The Manitou Incline - A reminder to keep going even when it's hard.
- Audra Whipple

- Jun 16, 2021
- 3 min read
A few years ago I climbed the Manitou Incline. If you aren't familiar with it, it's at the base of Pikes Peak and is known to be one of the most challenging hikes in Colorado Springs. It gains 2,000 feet of elevation in only a mile. Some parts of the incline host a 68% grade and since it's made from old railroad ties, it's like climbing the most intense stairs you've ever experienced. Literally, I basically crawled my way to the top in some spots.
The Incline, as many locals call it, is not a fun little hike for the inexperienced. If you aren't conditioned, and really, only mountain runners are conditioned to do the climb, you'll likely struggle at least a little. You'll walk slow and steady. You'll stop occasionally to catch your breath and drink water. If you sit, the squirrels will come right up next to you and provide a little entertainment. You just have keep going and feel the burn.
The Incline has 2,768 steps and around 2,400 you think you've reached the top. You haven't. It's a straight lie. It's a false summit. The view is amazing but still a bit of a disappointment when you thought you were done. Perhaps you rest a moment, but then you pace yourself, and keep putting one foot in front of the other.

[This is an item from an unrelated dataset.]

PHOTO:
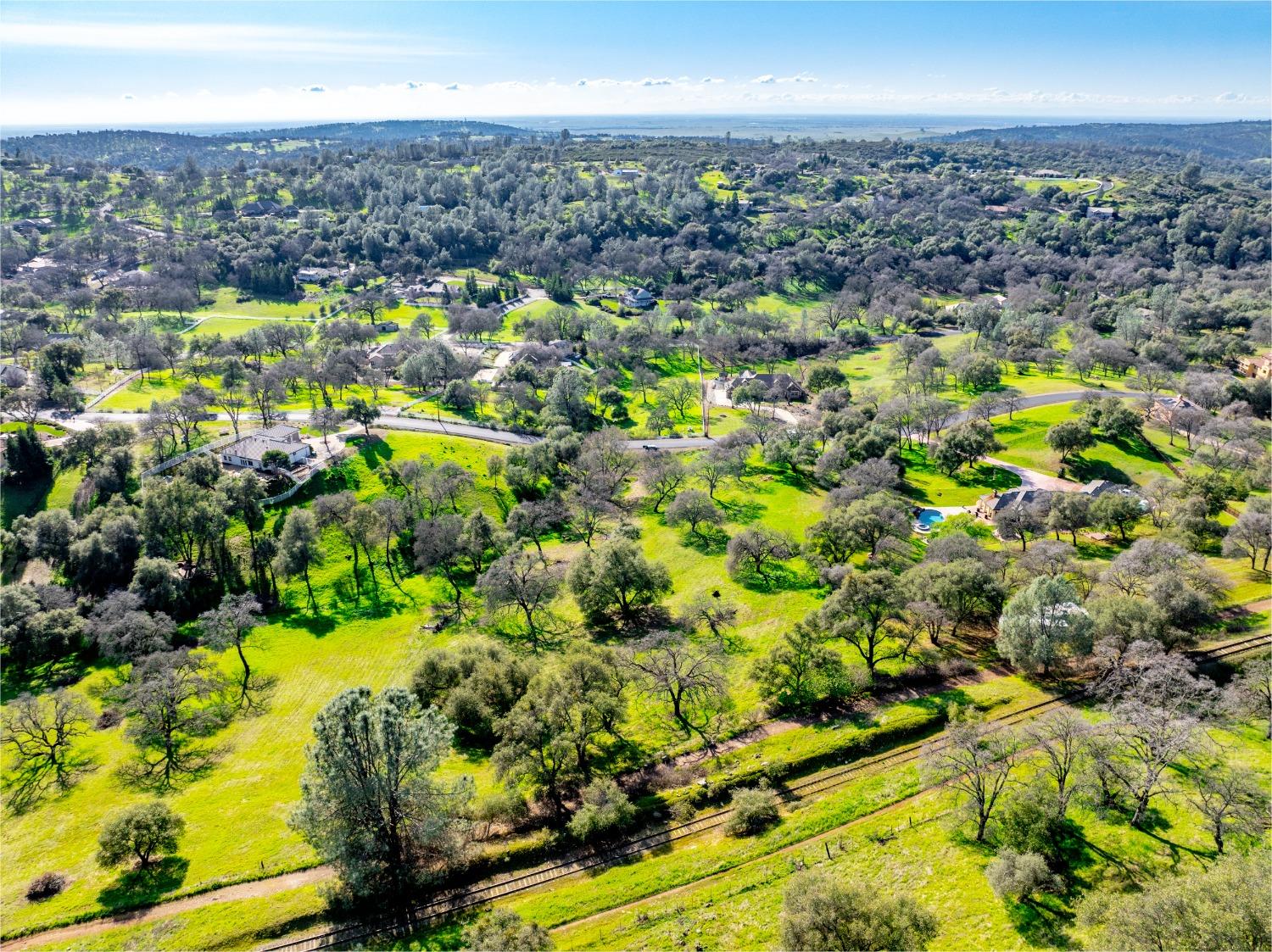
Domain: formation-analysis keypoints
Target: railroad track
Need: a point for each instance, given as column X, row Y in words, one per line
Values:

You've come this far, you can't quit now just because it's harder than you thought it would be. You can do hard things! That's always my thought train when I hike it, "This is hard, but I can do hard things. God has given me strong legs and open lungs. I can do hard things." I say it over and over. And while I'm saying it, I think about how grateful I am to be able to do, even if I am slow and tired.
The first time I hiked the Incline, I had no idea how hard it was going to be. The next time, I knew what I was in for. I also wasn't fooled by the false summit. There is just a little more hard ahead but the reward is worth it and I can do hard things.
The past few years felt like I was on my first climb up the Incline. I was climbing up a mountain that I believed would end soon. I could see the top and trusted that rest for my weary heart was just ahead. And now, I've come to see that what I was looking at was just another false summit. It was the illusion of a change in scenery, the easement of my hardship, the end of the constant and exhausting climb, but it wasn't real. I was starting lose my grateful spirit. My legs and lungs were feeling weak and heavy because it was so hard, but I just kept climbing.
This year, I am still climbing. Only this time it's like I'm on my second climb. I know the false summit is there and I know I will have to keep going. This time though, I've settled in, pacing myself for the long haul, and knowing that I might reach a few false summits before I actually get to where I want to be. I see more railroad ties ahead and I know that I may need to get my hands dirty to make it to the top, and still, I'm climbing. I'm steady, pausing to take in the sights along the way, using those false summits to take a moment because I know that there will be many more steps ahead. I'm grateful again. I feel strength that I didn't feel before. I can do hard things.
As I type this I kept thinking about the spiritual lesson in it all. What does this teach me? Persistence? God's faithfulness when I'm weak? His provision? I don't know, maybe a little bit of all of it. I just know that when I need a reminder of getting through the hard seasons, I remember climbing the Incline.